Sólo que de esta bipartición inicial se pierde rápidamente toda huella: también
Pedro y Juan se saben enviados a los paganos e inmediatamente cruzan los
confines de Israel. Santiago, el hermano del Señor, que después del año 42 se
convierte en una especie de primado de la Iglesia hebraica, no era un apóstol.

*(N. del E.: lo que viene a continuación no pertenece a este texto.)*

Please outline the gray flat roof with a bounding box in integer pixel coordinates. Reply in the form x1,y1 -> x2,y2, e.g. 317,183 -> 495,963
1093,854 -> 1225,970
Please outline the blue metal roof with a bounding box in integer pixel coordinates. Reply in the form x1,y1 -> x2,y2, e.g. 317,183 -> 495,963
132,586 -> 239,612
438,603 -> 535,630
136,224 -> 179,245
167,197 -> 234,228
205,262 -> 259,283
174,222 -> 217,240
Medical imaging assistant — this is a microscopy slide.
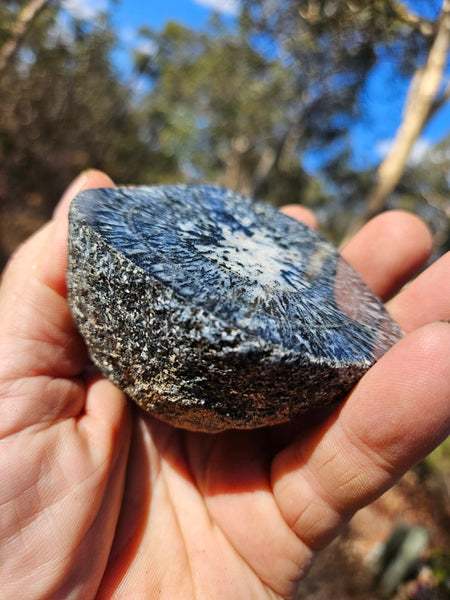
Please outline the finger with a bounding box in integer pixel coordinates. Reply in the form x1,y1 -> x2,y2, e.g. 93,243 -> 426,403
0,171 -> 111,380
341,211 -> 432,300
272,323 -> 450,550
280,204 -> 317,229
388,252 -> 450,331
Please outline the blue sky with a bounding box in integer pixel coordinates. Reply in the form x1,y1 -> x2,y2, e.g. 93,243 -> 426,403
63,0 -> 450,169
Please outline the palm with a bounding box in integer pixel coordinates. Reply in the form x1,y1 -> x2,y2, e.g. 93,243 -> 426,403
0,174 -> 450,599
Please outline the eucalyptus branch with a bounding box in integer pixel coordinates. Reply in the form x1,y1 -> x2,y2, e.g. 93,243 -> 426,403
0,0 -> 49,73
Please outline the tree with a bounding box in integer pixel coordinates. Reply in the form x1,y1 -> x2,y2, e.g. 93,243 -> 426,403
0,5 -> 158,270
137,0 -> 446,241
0,0 -> 49,74
354,0 -> 450,228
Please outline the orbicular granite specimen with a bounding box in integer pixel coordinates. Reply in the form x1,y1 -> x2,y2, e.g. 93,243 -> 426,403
68,185 -> 401,432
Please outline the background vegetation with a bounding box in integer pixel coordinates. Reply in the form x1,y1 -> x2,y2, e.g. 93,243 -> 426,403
0,0 -> 450,598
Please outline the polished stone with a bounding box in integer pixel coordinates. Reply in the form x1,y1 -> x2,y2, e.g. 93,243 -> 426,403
68,185 -> 401,431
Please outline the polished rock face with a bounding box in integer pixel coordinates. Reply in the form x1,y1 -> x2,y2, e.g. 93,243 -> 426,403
68,185 -> 401,432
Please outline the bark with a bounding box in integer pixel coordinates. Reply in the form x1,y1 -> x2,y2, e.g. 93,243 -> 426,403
0,0 -> 49,73
347,0 -> 450,237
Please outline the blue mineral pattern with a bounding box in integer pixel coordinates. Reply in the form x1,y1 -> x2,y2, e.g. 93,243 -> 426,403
68,185 -> 401,432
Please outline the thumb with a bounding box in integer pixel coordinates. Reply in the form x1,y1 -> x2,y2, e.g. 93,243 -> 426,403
0,171 -> 113,381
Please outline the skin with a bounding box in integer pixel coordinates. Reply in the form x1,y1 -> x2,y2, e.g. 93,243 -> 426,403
0,171 -> 450,600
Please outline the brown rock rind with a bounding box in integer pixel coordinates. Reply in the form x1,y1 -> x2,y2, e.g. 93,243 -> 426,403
68,186 -> 400,432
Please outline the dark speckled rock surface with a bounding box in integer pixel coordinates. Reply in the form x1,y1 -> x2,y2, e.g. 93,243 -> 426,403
68,185 -> 401,431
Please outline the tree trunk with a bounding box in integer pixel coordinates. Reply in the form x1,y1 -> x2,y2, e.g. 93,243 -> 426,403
0,0 -> 49,73
347,0 -> 450,236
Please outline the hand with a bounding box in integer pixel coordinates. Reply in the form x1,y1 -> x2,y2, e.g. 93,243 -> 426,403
0,171 -> 450,600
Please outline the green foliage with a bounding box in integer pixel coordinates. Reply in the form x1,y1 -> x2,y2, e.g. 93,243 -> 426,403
0,3 -> 152,262
0,0 -> 449,266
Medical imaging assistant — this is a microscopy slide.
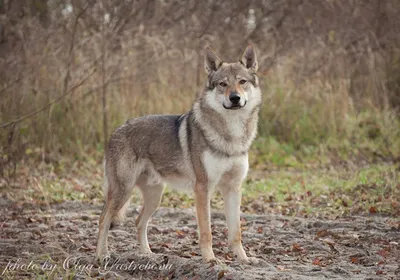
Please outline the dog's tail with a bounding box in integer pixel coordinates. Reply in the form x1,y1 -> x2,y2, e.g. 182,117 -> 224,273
103,157 -> 109,203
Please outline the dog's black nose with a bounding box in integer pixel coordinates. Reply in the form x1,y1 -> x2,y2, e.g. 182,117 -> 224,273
229,91 -> 240,105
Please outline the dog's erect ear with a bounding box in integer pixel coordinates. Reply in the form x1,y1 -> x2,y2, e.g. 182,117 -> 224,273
240,45 -> 258,72
204,47 -> 222,75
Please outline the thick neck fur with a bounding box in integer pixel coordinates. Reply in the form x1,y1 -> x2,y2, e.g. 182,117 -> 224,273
192,89 -> 261,156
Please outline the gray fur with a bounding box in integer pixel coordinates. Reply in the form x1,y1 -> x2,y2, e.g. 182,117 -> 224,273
97,44 -> 261,264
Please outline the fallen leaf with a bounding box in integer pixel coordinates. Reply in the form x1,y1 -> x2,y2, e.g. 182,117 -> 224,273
292,243 -> 304,252
218,270 -> 225,280
313,258 -> 321,265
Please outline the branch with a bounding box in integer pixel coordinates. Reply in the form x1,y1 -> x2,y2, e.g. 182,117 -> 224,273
0,69 -> 96,128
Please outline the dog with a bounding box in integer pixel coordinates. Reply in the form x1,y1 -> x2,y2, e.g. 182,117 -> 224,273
96,45 -> 262,264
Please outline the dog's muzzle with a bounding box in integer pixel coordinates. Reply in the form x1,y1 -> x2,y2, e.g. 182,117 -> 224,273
223,91 -> 247,110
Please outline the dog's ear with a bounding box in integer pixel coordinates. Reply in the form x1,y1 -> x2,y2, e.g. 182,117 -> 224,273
240,45 -> 258,72
204,47 -> 222,75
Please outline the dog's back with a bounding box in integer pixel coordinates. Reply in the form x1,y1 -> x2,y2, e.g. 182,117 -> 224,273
97,46 -> 261,263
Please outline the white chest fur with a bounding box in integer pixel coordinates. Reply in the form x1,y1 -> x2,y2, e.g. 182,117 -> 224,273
202,150 -> 249,187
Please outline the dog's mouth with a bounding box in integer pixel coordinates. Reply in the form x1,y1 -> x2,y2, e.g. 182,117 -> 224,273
222,101 -> 247,110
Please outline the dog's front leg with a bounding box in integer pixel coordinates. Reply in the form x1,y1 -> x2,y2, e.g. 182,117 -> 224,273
194,182 -> 216,262
221,184 -> 258,264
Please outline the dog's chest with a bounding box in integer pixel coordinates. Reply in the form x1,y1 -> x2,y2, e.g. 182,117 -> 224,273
202,150 -> 248,186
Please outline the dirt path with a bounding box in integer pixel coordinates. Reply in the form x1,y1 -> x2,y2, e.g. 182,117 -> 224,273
0,201 -> 400,279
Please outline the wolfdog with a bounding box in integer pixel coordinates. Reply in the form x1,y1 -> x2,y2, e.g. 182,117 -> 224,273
96,45 -> 261,264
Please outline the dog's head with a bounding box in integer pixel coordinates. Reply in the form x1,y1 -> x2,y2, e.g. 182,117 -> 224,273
204,45 -> 261,112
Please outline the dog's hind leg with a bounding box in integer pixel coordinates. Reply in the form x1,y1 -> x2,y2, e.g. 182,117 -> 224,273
135,183 -> 164,254
96,161 -> 136,259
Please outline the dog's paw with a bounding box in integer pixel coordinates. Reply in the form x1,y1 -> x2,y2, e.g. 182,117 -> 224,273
238,257 -> 260,264
204,258 -> 222,266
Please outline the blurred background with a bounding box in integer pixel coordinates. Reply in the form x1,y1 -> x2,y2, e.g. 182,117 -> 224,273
0,0 -> 400,217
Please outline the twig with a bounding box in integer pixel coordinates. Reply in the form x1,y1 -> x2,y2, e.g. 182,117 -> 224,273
0,69 -> 96,128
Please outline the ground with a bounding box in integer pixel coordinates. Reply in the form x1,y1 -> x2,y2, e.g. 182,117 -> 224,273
0,154 -> 400,279
0,201 -> 400,279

También sin ulteriores consideraciones de detalle, podemos afirmar que el
ministerio apostólico es un ministerio universal, dirigido a la humanidad entera,
y por lo tanto a la única Iglesia Universal. A partir de la actividad misionera
de los apóstoles nacen las iglesias locales, las cuales tienen necesidad de
responsables que las guíen. A ellos incumbe la obligación de garantizar la
unidad de fe con la Iglesia entera, de plasmar la vida interna de las iglesias
locales y de mantener abiertas las comunidades, a fin de permitirles crecer
numéricamente y de hacer llegar el don del Evangelio a los conciudadanos aún no
creyentes. Este ministerio eclesial local, que al inicio aparece bajo múltiples
denominaciones, adquiere poco a poco una configuración estable y unitaria. En
la Iglesia naciente, por lo tanto, existen con toda evidencia, codo a codo, dos
estructuras que, aun teniendo, sin duda, relación entre sí, son netamente
distinguibles: por una parte, los servidores de las iglesias locales, que poco
a poco van asumiendo formas estables; por otra, el ministerio apostólico, que
pronto ya no está reservado únicamente a los Doce (cf
Ef 4, 10). En Pablo se
pueden distinguir netamente dos concepciones de «apóstol»: por un lado, él
acentúa mucho la unicidad específica de su apostolado, que apoya sobre un
encuentro con el Resucitado y que, por lo tanto, lo coloca al mismo nivel que
los Doce. Por el otro, Pablo prevé -por ejemplo en 1 Cor
12, 28- un ministerio de «apóstol» que trasciende por mucho el círculo de los
Doce: también cuando en Rm 16, 7 él designa a Andrónico y a Junia como
apóstoles, subyace esta concepción más amplia. Una terminología análoga encontramos en Ef 2, 20, donde,
hablándonos de apóstoles y profetas como fundamento de la Iglesia, ciertamente
no se refiere sólo a los Doce. Los Profetas de los que habla la Didaché, al inicio del segundo siglo, son considerados con
toda evidencia como un ministerio misionero universal. Todavía más interesante
es que de ellos se dice: «Son vuestros sumos sacerdotes» (13, 3).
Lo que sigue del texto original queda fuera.